Load BalancerHealth Check SupportConfiguration Complexity
HAProxy✅ HTTP status codesLow (reference above)
Nginx✅ Active health checks (Plus)Medium
Envoy✅ HTTP health checksMedium (YAML config)
Custom✅ Any HTTP clientVaries

Choosing a load balancer:

  • HAProxy: Industry standard, battle-tested, free
  • Nginx Plus: If already using Nginx ecosystem
  • Envoy: For service mesh environments
  • Custom: Use any HTTP client to poll health endpoints

§Failover Behavior

Scenario: Leader node fails

Time 0s: Node 1 (leader) crashes
   ↓
Time 1s: HAProxy health check fails on Node 1
   ↓
Time 2s: Raft election timeout triggers
   ↓
Time 3s: Node 2 elected as new leader
   ↓
Time 4s: HAProxy detects Node 2 /primary → 200
   ↓
Result: Write traffic automatically routes to Node 2

Downtime: ~3-5 seconds (configurable via Raft election timeout)

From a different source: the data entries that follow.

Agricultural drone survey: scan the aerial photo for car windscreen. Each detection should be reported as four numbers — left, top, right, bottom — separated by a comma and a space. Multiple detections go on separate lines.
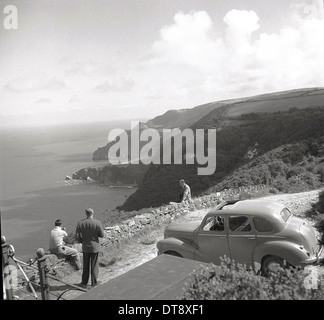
280, 208, 292, 222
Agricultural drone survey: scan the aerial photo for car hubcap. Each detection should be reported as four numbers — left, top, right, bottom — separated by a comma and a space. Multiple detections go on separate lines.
268, 261, 281, 273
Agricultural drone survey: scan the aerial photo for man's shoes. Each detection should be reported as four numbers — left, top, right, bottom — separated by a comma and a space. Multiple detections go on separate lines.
91, 281, 101, 288
77, 282, 89, 289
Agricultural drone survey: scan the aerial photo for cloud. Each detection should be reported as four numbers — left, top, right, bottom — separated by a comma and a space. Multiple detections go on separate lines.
66, 61, 118, 76
35, 98, 51, 103
93, 78, 134, 93
4, 75, 66, 92
149, 4, 324, 100
69, 94, 80, 103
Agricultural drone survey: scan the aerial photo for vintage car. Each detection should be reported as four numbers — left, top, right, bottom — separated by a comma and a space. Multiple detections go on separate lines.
157, 200, 324, 275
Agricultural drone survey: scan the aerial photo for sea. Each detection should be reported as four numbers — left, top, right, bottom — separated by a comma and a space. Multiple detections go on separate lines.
0, 121, 136, 260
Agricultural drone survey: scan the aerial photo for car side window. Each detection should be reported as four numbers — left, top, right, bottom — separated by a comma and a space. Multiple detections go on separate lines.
229, 216, 252, 232
203, 216, 225, 231
253, 217, 273, 232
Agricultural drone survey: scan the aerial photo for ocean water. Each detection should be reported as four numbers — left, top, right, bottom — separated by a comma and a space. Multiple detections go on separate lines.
0, 122, 135, 259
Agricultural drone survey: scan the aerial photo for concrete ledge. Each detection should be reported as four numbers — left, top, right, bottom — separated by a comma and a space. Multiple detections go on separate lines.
76, 255, 204, 300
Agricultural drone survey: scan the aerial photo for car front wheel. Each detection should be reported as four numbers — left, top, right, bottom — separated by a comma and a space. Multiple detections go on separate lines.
164, 251, 183, 258
261, 256, 285, 277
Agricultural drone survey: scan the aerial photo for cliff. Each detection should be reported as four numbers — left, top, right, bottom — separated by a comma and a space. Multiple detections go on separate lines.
72, 164, 147, 186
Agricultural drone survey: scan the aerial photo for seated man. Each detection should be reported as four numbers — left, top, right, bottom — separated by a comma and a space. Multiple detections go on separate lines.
49, 219, 81, 270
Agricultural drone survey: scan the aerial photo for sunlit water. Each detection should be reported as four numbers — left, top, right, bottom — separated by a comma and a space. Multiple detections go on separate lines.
0, 123, 135, 259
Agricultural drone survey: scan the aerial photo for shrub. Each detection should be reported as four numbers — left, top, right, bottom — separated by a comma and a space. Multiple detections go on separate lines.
315, 218, 324, 246
140, 235, 156, 246
306, 191, 324, 217
99, 248, 121, 267
180, 258, 324, 300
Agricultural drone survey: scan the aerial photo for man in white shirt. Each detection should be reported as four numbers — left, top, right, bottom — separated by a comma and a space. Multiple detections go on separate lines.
180, 179, 191, 202
49, 219, 81, 270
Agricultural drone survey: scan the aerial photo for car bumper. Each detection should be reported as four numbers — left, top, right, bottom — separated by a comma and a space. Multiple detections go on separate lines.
300, 246, 324, 267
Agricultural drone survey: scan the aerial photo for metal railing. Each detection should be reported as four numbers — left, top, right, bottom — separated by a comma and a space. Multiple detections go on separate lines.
1, 236, 87, 300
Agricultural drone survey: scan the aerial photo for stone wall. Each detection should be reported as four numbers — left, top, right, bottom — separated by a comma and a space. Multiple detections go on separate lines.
103, 185, 269, 246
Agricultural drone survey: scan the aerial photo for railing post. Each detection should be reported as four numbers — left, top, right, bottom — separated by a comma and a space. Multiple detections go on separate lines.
1, 236, 13, 300
36, 248, 49, 300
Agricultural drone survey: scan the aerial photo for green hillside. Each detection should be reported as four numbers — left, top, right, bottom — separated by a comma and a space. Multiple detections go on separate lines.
121, 107, 324, 210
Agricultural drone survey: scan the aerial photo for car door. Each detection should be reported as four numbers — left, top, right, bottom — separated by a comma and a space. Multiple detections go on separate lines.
195, 214, 230, 264
228, 214, 257, 266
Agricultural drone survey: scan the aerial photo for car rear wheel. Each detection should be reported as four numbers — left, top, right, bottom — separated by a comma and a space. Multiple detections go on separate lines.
164, 251, 183, 258
261, 256, 285, 277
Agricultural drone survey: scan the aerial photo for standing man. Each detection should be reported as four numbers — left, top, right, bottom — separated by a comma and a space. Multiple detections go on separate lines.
76, 208, 104, 287
180, 179, 191, 202
49, 219, 81, 270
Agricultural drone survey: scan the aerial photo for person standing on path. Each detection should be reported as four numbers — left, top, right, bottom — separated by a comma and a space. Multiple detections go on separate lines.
76, 208, 104, 287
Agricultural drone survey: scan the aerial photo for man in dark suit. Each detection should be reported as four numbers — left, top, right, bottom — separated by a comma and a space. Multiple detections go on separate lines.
76, 208, 104, 287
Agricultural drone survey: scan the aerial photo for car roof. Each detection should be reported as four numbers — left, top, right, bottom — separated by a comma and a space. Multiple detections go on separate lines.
209, 200, 286, 220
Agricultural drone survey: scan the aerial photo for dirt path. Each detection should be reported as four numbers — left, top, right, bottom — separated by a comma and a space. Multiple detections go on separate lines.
58, 191, 319, 299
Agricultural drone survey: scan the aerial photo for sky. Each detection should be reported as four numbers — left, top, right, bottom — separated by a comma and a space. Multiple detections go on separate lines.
0, 0, 324, 127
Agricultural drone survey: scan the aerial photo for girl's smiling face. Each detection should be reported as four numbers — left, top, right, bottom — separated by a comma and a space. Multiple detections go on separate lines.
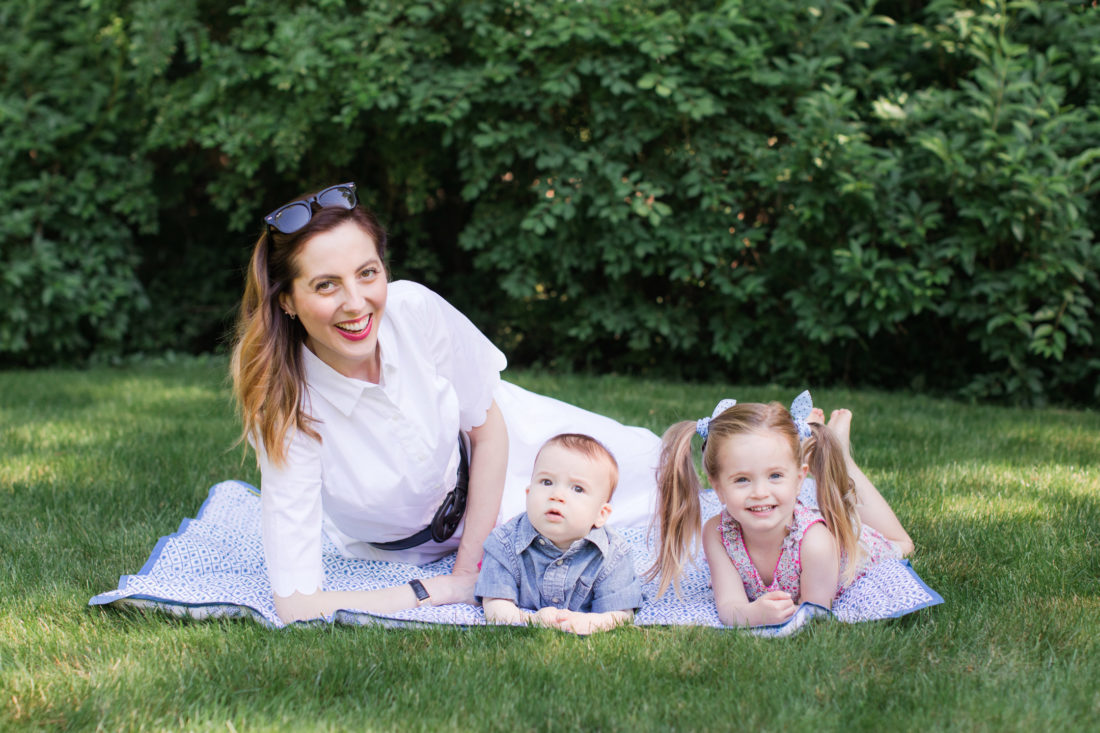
279, 221, 388, 383
710, 431, 809, 534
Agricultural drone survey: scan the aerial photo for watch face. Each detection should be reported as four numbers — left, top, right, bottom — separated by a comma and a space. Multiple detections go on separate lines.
409, 580, 431, 606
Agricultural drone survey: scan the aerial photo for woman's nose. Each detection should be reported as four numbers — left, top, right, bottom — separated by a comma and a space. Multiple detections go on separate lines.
344, 285, 366, 313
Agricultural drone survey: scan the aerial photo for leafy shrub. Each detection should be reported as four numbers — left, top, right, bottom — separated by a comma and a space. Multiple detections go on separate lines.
0, 0, 1100, 402
0, 2, 156, 364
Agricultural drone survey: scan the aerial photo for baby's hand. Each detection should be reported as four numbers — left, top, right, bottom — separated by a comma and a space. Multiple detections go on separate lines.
530, 605, 570, 628
745, 591, 799, 626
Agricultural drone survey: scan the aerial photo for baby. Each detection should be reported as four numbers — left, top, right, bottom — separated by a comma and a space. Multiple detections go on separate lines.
474, 434, 641, 634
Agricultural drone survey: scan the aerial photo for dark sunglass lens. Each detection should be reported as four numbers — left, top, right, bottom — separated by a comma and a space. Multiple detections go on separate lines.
272, 201, 311, 234
317, 186, 355, 209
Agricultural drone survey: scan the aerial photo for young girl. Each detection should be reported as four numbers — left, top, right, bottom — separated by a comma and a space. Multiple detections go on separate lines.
648, 392, 913, 626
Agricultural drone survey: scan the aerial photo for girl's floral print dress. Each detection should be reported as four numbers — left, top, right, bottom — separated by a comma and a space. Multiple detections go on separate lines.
718, 503, 901, 603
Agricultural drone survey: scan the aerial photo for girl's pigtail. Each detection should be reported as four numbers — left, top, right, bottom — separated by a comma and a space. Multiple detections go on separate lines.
802, 423, 862, 586
645, 420, 701, 597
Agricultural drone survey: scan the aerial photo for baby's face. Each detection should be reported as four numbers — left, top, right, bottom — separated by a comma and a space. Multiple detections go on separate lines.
527, 445, 612, 549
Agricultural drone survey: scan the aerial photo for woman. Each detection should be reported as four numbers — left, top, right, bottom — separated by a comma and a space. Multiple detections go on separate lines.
231, 184, 659, 622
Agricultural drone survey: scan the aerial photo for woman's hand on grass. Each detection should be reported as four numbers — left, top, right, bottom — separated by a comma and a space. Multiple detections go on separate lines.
736, 591, 799, 626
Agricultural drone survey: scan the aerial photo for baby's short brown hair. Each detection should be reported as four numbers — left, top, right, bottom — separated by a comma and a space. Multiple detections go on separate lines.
535, 433, 618, 501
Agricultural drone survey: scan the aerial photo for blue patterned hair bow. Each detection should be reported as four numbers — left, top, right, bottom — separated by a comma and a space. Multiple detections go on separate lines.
791, 390, 814, 440
695, 400, 737, 440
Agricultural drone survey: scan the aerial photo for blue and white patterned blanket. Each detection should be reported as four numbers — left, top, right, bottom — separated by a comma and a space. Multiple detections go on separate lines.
89, 481, 943, 636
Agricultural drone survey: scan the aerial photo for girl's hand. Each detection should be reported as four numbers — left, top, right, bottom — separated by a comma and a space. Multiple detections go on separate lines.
744, 591, 799, 626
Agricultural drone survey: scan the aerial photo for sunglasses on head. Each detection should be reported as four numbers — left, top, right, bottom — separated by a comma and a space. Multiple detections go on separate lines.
264, 183, 359, 234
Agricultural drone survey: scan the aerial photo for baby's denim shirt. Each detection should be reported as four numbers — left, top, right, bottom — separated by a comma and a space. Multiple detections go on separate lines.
474, 513, 641, 613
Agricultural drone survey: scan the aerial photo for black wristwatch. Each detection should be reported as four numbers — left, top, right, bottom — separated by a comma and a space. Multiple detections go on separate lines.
409, 578, 431, 609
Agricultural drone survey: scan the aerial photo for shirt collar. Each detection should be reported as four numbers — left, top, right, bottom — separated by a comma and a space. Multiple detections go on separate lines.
301, 343, 375, 417
516, 514, 611, 557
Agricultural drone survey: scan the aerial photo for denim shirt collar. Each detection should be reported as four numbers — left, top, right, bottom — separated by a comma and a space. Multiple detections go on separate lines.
516, 514, 611, 557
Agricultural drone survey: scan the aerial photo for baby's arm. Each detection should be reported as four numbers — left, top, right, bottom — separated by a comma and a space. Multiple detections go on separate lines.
800, 522, 840, 609
474, 528, 530, 624
703, 516, 798, 626
482, 598, 531, 626
537, 532, 642, 635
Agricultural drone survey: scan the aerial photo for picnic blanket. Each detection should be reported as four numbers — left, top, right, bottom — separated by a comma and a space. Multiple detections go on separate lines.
89, 481, 943, 636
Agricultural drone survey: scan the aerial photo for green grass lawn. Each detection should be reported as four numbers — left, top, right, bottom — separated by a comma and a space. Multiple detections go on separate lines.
0, 360, 1100, 731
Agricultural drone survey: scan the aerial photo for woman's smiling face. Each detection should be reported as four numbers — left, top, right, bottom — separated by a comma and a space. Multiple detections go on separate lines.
279, 221, 388, 382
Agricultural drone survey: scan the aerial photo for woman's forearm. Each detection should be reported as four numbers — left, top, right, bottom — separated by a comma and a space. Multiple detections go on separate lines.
454, 402, 508, 573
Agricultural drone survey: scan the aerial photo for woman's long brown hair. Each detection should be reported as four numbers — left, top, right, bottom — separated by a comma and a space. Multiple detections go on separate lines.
230, 194, 386, 466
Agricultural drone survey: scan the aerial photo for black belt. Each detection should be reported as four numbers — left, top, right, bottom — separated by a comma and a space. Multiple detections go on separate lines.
369, 436, 470, 550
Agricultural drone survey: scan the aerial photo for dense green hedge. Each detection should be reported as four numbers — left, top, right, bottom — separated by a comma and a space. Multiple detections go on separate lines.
0, 0, 1100, 402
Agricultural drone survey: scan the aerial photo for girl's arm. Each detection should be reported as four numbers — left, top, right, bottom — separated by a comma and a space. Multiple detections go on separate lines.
703, 516, 798, 626
482, 598, 532, 625
799, 522, 840, 609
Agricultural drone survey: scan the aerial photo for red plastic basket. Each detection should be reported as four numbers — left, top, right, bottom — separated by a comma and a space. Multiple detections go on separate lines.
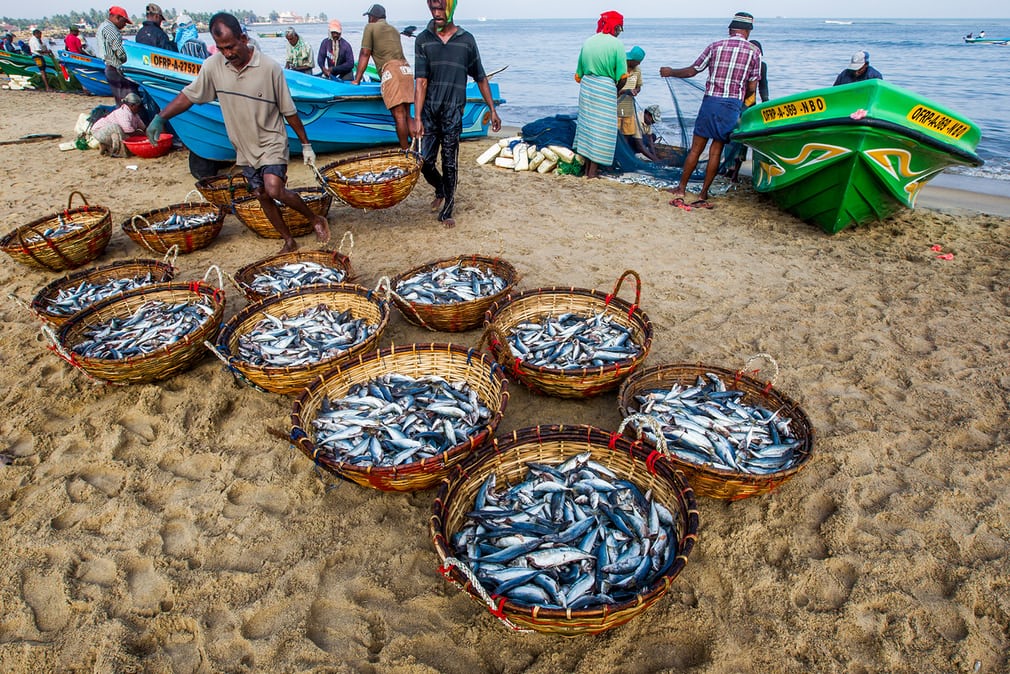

Data safety: All committed writes replicated to at least 2 nodes before acknowledgment


§Production Considerations

§Scaling

Add more nodes:

  • 5-node cluster tolerates 2 failures
  • 7-node cluster tolerates 3 failures
  • Update initial_cluster in config files
  • Add servers to load balancer config

§Monitoring

Essential metrics:

  • Health endpoint response times
  • Leader election frequency
  • Read/write latency distribution
  • Raft replication lag

§Network Partitions

Split-brain prevention:

  • Raft requires majority quorum (2/3 for 3-node)
  • Minority partition cannot elect leader
  • Minority partition rejects writes
  • Load balancer routes around failed partition

§When to Use This Pattern

✅ Use embedded mode + load balancer when:

  • Your application is written in Rust
  • You need custom HTTP/gRPC API (not just KV)
  • You want sub-millisecond local reads
  • You’re deploying multiple application instances

⚠️ Consider standalone mode when:

  • Your application is not in Rust
  • You need language-agnostic deployment
  • 1-2ms gRPC latency is acceptable

See Integration Modes for comparison.


§See Also


Key Takeaway: This pattern gives you production-grade HA with minimal complexity. The load balancer handles routing, d-engine handles consistency. Copy the config, run make start-cluster, and you’re done.